Lonely Is An Inside Job
My friend, frail and exhausted after months—no years of escalating pain—grief for the loss of her mother; grief for the loss of her physical abilities; grief for the loss of a young, pain-free body; grief for not being able to do things with her husband they once loved and shared; and grief for conversations made frustrating and difficult because her hearing-impaired husband refuses to be fitted with a hearing aid.
“I’m lonely,” she says.
I hear myself respond, “Lonely is an inside job.” Write it down, I tell myself, and I do.
Long before that day, I was in my twenties, living alone and feeling as though nobody in the world loved me. I was alone and I was lonely. With no one to talk to but myself, I had time to ponder loneliness.
There’s a difference between being alone and being lonely. When you are alone, you are by yourself, the sole person in a room. When you are lonely, it is as though even you have left the room and all that remains is your empty body, heart and soul—you’re no longer there to comfort and love yourself.
“I’ve learned through the years the importance of self-soothing,” I say to my friend, thinking offering advice is the same as showing compassion.
“I am self-soothing,” my friend quickly responds. “I’m eating too much.”
“That’s not self-soothing.”
“Yes, that’s what I do to feel better—I eat.”
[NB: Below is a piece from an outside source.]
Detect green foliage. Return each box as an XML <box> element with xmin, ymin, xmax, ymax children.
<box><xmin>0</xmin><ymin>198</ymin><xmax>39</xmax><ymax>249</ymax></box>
“I know, but that’s not self-soothing. Self-soothing comes from the inside and has nothing to do with what we eat or don’t eat. Self-soothing is about hanging around with the discomfort until we can make ourselves feel okay within whatever circumstances we must face.”
Self-soothing is an inside job.
What areas of your life are causing you pain? Are you looking outside yourself for an answer? Are you relying on another person to make you feel better or food or alcohol to elevate those feel-good hormones? Do you think you can exercise your way out of your emotions?
Sure, those things will make you feel good for a while, but when another AFGE (Another F’n Growth Experience) comes along, you will not have expanded the internal skills to get you through the next challenge. You cannot always rely on food, exercise, or your family and friends. You may be physically debilitated and unable to exercise and/or eat. And sometimes friends stay away. During those times, you can only rely on yourself.
What do you do in those darkest hours to soothe yourself so that you know you will never be alone?